Friday, January 14, 2022

"Until Everyone Is Safe": Reimagining Social and Community Well-Being through the Lens of Vaccine Equity

“650 Million Doses Short”

Like many people whose community work involved being in close contact with vulnerable populations, I can’t adequately describe the relief, gratitude, and hope I felt when I received my first injection of a covid-19 vaccine in February 2021. In fact, not a day goes by that I don’t feel grateful, and with good reason.
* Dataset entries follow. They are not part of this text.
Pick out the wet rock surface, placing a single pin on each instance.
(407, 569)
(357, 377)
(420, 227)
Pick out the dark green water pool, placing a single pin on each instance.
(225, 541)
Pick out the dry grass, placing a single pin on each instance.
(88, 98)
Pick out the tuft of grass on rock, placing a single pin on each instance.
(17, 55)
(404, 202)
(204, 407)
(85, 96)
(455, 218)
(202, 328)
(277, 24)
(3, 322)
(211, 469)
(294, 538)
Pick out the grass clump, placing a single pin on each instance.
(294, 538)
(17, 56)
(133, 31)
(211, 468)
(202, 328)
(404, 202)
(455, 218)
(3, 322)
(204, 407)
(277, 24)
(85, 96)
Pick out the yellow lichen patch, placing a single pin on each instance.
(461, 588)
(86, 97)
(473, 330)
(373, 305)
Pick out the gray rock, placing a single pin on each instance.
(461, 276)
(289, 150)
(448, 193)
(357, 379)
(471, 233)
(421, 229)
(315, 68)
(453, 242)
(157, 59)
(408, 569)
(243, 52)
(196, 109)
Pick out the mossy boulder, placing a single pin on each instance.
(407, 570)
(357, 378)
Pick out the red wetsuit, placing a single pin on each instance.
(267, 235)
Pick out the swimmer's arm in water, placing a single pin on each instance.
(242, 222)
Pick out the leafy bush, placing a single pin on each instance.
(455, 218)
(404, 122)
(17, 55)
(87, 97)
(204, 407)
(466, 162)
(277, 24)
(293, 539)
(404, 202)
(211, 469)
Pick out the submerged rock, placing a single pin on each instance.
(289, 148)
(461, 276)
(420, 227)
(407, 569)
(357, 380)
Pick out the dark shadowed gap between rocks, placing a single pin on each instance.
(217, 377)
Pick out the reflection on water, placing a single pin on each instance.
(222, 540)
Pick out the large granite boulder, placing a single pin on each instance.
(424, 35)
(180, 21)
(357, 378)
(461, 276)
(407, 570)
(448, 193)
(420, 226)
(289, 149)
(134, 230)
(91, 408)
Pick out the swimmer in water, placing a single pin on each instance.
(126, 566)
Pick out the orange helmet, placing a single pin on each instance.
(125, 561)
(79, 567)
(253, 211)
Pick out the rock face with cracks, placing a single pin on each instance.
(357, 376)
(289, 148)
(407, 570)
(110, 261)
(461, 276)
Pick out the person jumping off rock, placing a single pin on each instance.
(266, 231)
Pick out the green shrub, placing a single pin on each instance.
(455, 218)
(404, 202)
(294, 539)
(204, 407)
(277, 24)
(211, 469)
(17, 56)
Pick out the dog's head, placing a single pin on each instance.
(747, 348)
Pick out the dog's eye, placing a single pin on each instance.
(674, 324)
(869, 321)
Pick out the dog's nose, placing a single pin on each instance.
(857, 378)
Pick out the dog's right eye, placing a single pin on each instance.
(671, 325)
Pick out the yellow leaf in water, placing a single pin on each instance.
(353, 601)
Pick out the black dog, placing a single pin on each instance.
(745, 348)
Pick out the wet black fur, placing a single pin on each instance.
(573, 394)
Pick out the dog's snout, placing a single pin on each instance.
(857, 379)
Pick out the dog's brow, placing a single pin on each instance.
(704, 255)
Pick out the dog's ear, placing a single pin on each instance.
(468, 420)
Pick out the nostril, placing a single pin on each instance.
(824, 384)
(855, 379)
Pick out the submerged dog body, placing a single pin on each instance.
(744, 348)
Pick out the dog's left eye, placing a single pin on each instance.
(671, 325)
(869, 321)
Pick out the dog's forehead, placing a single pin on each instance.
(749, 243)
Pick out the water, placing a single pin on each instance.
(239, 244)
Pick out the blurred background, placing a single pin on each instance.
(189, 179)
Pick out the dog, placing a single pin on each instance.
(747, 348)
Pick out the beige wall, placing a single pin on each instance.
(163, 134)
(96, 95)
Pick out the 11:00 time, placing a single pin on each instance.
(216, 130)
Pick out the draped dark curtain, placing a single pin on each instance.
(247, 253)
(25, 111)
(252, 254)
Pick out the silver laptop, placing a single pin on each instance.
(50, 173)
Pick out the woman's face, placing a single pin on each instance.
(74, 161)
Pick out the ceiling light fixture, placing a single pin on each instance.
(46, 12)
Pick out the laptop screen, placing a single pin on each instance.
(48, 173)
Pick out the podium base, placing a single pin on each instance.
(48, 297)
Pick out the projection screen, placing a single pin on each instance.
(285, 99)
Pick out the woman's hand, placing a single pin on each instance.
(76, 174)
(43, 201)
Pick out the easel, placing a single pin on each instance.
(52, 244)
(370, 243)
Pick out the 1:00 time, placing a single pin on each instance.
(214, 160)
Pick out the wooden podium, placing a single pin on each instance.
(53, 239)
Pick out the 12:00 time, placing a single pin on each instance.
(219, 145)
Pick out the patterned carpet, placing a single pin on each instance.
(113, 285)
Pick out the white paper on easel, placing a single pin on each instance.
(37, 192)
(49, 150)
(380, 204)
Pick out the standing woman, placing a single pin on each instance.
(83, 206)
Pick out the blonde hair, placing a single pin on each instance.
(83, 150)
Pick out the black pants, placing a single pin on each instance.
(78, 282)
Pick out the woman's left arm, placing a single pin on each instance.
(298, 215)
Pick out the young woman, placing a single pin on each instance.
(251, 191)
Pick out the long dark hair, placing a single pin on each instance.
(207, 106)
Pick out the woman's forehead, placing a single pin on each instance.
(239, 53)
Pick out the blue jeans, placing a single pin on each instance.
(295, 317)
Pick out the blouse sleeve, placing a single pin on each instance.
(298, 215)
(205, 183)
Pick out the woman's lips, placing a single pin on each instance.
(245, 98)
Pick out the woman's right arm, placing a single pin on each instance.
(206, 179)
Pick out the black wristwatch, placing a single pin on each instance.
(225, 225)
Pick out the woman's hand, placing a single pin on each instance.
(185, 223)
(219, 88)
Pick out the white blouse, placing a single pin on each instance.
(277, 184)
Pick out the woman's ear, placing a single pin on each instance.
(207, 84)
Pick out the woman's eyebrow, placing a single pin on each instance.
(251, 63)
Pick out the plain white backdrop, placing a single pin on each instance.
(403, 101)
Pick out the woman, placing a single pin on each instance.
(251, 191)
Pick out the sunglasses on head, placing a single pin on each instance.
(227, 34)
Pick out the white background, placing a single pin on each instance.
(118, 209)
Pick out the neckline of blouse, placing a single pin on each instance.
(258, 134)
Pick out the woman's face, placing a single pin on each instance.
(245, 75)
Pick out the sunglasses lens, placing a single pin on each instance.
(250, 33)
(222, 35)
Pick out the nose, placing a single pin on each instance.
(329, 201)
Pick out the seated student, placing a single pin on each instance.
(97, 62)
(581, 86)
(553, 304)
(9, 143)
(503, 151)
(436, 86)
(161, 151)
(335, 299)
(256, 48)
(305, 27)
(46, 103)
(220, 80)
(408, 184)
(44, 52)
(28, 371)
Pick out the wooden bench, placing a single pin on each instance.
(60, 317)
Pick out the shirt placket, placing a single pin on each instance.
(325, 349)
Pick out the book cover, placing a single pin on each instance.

Natalie Musumeci reported this week on a recent research letter in JAMA Network Open that revealed, from December 2020 through June 2021, these vaccinations “prevented more than 14 million” covid cases and saved approximately 241,000 lives in the USA alone, cutting hospitalizations and deaths “by nearly half”.  (https://www.businessinsider.com/covid-vaccines-saved-more-than-240000-lives-us-research-says-2022-1 ) The vaccines have been both life-saving and life-changing. As a fully vaccinated and boosted person, I don’t have to live with the stress of life before the vaccines and I can’t imagine facing the Omicron variant without it. Tragically, I am one of the lucky ones with this option. While the main obstacles to an adequate vaccination rate we face in the Ozarks have been related to vaccine hesitancy and conspiracy theories, many places in the world have not had that luxury.